Alaplı Masaj Salonu Masöz Aslı
Alaplı Masaj Salonu
Rue de Berne’deki başka işletmelerdeki kadınlar yüzüne alışırlardı. Maria bunun tek kelimesine inanmadı, tam tersine, Milan’ın, başka bir kulüpte daha iyi koşullarla iş teklifi almasından korktuğunu düşündü. Fakat düşündüklerini kendine sakladı, tarife konusundaki tartışmadan dersini almıştı. yeniden ediyorum: Filmlerdeki polisler benzer biçimde, görev başındayken kesinlikle içmeyeceksin. Şimdi gidiyorum, hareket başlıyor.” “Ona teşekkür et,” dedi Brezilyalı Portekizce. Maria teşekkür etti.
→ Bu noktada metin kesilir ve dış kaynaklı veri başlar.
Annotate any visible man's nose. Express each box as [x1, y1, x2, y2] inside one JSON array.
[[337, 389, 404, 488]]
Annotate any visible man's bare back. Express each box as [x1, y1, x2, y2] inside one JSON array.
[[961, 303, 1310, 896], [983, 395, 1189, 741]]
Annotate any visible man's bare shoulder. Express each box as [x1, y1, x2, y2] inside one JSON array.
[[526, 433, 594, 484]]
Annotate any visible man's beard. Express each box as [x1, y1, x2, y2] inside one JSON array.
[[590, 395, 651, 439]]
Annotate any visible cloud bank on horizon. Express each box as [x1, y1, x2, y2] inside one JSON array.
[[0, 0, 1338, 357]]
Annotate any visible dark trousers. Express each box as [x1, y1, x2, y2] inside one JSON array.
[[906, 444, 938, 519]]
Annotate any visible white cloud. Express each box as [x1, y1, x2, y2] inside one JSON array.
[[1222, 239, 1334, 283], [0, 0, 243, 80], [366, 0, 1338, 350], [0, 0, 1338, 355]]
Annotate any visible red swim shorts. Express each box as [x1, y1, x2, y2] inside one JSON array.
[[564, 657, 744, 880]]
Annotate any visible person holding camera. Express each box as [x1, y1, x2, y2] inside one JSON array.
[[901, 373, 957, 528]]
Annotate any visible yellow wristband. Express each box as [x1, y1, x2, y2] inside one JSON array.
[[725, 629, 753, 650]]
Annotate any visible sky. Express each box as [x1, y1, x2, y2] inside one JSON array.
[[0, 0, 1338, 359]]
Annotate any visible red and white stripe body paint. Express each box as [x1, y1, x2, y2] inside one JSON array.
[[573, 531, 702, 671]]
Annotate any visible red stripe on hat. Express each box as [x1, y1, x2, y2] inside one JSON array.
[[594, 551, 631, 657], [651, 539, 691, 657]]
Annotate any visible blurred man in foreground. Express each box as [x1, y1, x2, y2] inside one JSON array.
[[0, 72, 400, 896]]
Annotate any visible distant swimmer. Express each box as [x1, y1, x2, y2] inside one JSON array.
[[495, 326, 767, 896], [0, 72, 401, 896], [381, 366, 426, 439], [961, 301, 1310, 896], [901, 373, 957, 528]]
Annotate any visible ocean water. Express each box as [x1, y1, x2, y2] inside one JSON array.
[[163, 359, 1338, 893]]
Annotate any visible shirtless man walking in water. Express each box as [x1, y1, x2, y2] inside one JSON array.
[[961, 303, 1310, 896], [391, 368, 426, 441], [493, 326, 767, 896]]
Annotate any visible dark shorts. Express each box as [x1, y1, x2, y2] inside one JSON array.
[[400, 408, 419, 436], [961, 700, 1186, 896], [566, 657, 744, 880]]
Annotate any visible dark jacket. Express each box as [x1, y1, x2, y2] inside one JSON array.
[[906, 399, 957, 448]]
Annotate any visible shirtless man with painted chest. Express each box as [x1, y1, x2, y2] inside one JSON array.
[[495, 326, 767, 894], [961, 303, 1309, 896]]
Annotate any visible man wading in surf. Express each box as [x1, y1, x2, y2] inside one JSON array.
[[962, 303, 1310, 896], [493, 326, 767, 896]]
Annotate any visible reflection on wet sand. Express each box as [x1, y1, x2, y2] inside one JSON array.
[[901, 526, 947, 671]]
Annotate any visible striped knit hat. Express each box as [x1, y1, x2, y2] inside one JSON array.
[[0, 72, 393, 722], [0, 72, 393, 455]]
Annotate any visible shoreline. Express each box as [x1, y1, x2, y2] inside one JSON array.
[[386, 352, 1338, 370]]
Adam gülümsedi, ama tavsiyeleri hemen hemen bitmemişti: “Bir husus daha: İçkiyi ısmarlamanla kapıdan çıkmanın arası ne olursa olsun kırk beş dakikayı geçmesin. Saatler ülkesi İsviçre’de, Yugoslavlar ve Brezilyalılar bile çizelgelere uymayı öğrenir. Alaplı Masaj Salonu
Alaplı Masaj Salonu
Komisyonların yardımıyla çocuk bakmış olduğumı unutma.” Maria bunu hatırlayacaktı. Adam ona limon damlatılmış bir maden suyu getirdi -uzaktan cin toniğe benziyordu- ve beklemesini istedi kibarca. Yavaş yavaş kulüp doldu; erkekler giriyor, etraflarına bakmıyor, sadece başlarına bir yere oturuyorlardı. Alaplı Masaj Salonu Çok geçmeden içlerinden biri yanaşıveriyordu; sanki her insanın birbirini tanıdığı bir şenlikteydiler ve çalışmakla geçen uzun bigünün nihayetinde birazcık eğleneceklerdi. Ne vakit bir erkek kendine bir arkadaş bulsa, Maria rahat bir soluk alıyordu, daha şimdiden, gecenin başına gore kendini çok daha iyi hissetmesine rağmen. Bir ihtimal burası İsviçre olduğundan, belki er veya geç, hep hayal ettiği benzer biçimde serüvene, zenginliğe yahut kocaya kavuşacağını bildiğinden. Belki de -daha yeni fark ediyordu bunu- haftalardan beri ilk defa bir akşam müzikli,
Portekizce mevzuşmalar duyabildiği bir yere geldiğinden. Çevresindeki kızlarla gülüşerek, meyve kokteyli içerek, neşeyle çene çalarak eğleniyordu. Alaplı Masaj Salonu Kızlardan biri bile gelip onu kutlamamış ya da iyi şanslar dilememişti, ama bu normaldi: Maria bir rakibe, bir hasım değil miydi? Hepsi aynı ganimetin peşinden koşuyordu. Maria üzülmek şöyle dursun, kendiyle gurur duyuyordu; eli böğründe bekleyeceğine savaşıyor, savaşım ediyordu. Her istediği an kapıdan çıkıp tekrar dönmemek üzere gidebilirdi, ama buraya gelecek, önceden asla düşünmeye cüret edemeyeceği mevzulara girip pazarlık edecek cesareti bulduğunu hiçbir zaman unutmayacaktı.